Ce projet est porté par le Polau-pôle arts et urbanisme et plusieurs partenaires institutionnels : Mission Val-de-Loire, Ciclic Centre-Val de Loire, COAL art et écologie et la Région Centre-Val de Loire dans le cadre de la programmation Nouvelles Renaissance(s). Il vise à donner une voix à l’écosystème fluvial de la Loire mais, au-delà, à définir les formes et fonctionnements d’un parlement pour cette nouvelle entité non humaine. Le processus constituant tente d’imaginer comment la faune, la flore, les bancs de sable, les masses d’eau et l’ensemble des composantes de la Loire, matérielles et immatérielles, pourraient être représentés. Pour cela, des professionnel·les (philosophes, anthropologues, écologues, biologistes, juristes) et des usager·ères de la Loire sont auditionné·es depuis octobre dernier. À terme, il est question de démontrer que, pour la première fois en Europe, une entité non humaine pourrait devenir sujet de droit. Une telle décision rejoindrait celles déjà prises sur tous les autres continents où des écosystèmes et des espèces animales ou végétales se sont vu doter de la « personnalité juridique » : en Amérique du Sud et du Nord, dans le Pacifique, en Asie du Sud ou en Afrique. Cette révolution juridique est à l’œuvre car elle permet de répondre au défi écologique et climatique, de protéger la nature et les plus vulnérables d’entre nous de la prédation industrielle des plus riches et de ses effets dévastateurs.

Reconnaître les droits de la nature, lui rendre sa voix, défendre son droit à exister dans les décisions prises pour régir le monde est en effet d’une urgence absolue. Nous avons dépassé à l’échelle mondiale 4 des 9 limites planétaires (6 sur 9 en France) au-delà desquelles nous basculons dans un état inhospitalier. Toutes les études le prouvent : la destruction de la vie sur notre planète est bel et bien l’effet de l’action humaine… mais cette destruction met aussi en danger la survie de l’humanité elle-même. La Terre nous est vitale et son destin préfigure le nôtre. C’est pourquoi il nous faut suivre et encourager les initiatives comme celle du parlement de Loire.

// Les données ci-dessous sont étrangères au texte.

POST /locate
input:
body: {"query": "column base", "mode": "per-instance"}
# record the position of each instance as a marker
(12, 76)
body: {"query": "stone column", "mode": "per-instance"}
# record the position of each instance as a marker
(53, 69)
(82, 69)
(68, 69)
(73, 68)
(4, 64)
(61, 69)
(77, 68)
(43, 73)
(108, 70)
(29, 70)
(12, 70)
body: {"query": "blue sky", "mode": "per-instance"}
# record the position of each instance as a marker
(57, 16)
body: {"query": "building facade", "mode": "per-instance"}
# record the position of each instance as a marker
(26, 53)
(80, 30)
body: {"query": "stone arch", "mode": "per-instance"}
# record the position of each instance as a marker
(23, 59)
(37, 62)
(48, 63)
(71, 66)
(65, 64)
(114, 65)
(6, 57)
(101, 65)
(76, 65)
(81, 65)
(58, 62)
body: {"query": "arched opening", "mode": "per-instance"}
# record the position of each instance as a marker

Tous les grands systèmes et cycles écologiques de notre planète doivent pouvoir revendiquer d’exister pour leur valeur intrinsèque car, sans eux, nulle vie ne saurait perdurer. Il nous faut donner des droits au cycle de l’eau mais aussi aux autres cycles biogéochimiques, aux grandes forêts primaires, aux pôles, aux océans, aux chaînes de montagnes, aux espèces sauvages et même à l’atmosphère. Il nous faut réapprendre à voir la Terre comme une entité vivante. En écoutant sa voix, en prenant en compte ses intérêts, nous pouvons imaginer et mettre en œuvre des règles du vivre-ensemble qui respectent les écosystèmes et l’humain. En écoutant sa voix, nous pouvons éviter d’inventer ou de tolérer des technologies qui polluent la Terre et détruisent des personnes. Les accidents industriels, les contaminations radioactives, les incendies, les canicules, les inondations, etc., qui se multiplient partout sur la planète, faisant de nombreuses victimes, illustrent un état de fait. Nous faisons partie de la nature, et prendre des décisions sans elle, c’est malheureusement prendre des décisions toxiques pour nous-mêmes et mettre en danger la capacité de l’humanité à vivre sur cette planète à moyen terme.

Valérie Cabanes, juriste, porte-parole de End Ecocide on Earth.

Marie Toussaint, juriste, cofondatrice de Notre affaire à tous et eurodéputée EELV.